A note on tracking of donation totals: Carter BloodCare (and all blood centers) are required by the Food and Drug Administration (FDA) to track red cell and plasma volume loss over a rolling 12 month period. Donors are not allowed to surpass certain volume limits of blood loss in that 12 month period. Depending on whether donors are doing single, double or triple donations, and what combination of products are given, will affect how quickly they meet these limitations. Also, platelet donors are limited to 24 platelet donation procedures in a 12 month period. All of these restrictions are in place to protect the health of our blood donors.
For more information on the source plasma process, click here.
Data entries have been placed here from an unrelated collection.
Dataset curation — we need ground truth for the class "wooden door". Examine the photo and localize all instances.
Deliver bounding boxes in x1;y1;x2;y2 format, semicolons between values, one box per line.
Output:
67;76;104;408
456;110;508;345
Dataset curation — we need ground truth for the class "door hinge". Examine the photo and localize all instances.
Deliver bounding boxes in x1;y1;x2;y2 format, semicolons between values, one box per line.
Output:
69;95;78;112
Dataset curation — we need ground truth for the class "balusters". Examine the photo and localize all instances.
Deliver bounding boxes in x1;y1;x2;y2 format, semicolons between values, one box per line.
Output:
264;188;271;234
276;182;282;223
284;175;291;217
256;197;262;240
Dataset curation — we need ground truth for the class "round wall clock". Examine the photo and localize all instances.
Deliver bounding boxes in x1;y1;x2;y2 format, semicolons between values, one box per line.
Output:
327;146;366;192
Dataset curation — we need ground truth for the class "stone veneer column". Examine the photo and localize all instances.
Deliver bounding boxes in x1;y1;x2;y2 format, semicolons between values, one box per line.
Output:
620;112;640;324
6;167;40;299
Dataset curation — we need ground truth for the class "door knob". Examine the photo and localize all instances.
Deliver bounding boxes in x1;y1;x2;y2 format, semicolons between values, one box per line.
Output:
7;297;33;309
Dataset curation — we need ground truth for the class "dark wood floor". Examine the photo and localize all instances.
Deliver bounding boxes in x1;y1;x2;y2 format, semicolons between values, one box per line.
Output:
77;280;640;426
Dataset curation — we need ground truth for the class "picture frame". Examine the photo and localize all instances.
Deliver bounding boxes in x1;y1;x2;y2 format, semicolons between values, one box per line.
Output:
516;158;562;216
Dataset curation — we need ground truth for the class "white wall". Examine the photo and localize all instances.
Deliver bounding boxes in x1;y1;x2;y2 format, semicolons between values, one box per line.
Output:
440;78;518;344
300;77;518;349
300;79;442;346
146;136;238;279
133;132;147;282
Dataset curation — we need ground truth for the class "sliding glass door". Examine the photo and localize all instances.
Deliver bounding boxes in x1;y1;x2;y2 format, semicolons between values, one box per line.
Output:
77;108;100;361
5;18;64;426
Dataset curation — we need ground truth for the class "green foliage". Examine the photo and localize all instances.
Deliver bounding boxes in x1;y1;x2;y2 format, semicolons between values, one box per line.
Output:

Special donations fall into three categories: autologous, directed and therapeutic. For more information, or to schedule a special donation, call
Donation of your own blood (usually red blood cells) prior to planned (non-emergency) surgery is available with the request of your physician. An extra fee generally applies. Donations must be made within a specific time frame (no less than 5 days and no more than 30 days prior to surgery). Donations must be scheduled in advance at donor center sites.
Directed donation is a friend or family member that is approved to donate for a specific patient. If the blood type is compatible, the unit will be reserved for that patient. Directed donations require the approval of the patient’s physician and the patient must approve the names of the directed donors. Extra fees apply.
Some individuals require withdrawal of blood for treatment of a medical condition. Carter BloodCare provides this service with a doctor’s prescription. There is a fee for standard therapeutic donation. For persons with hereditary hemochromatosis or high blood counts due to testosterone therapy, Carter BloodCare offers a program for enrollment with doctor’s endorsement. If enrolled, the individual can qualify for blood withdrawal at no charge and possible use of the units for patient transfusion, if the donor has no disqualifying health history.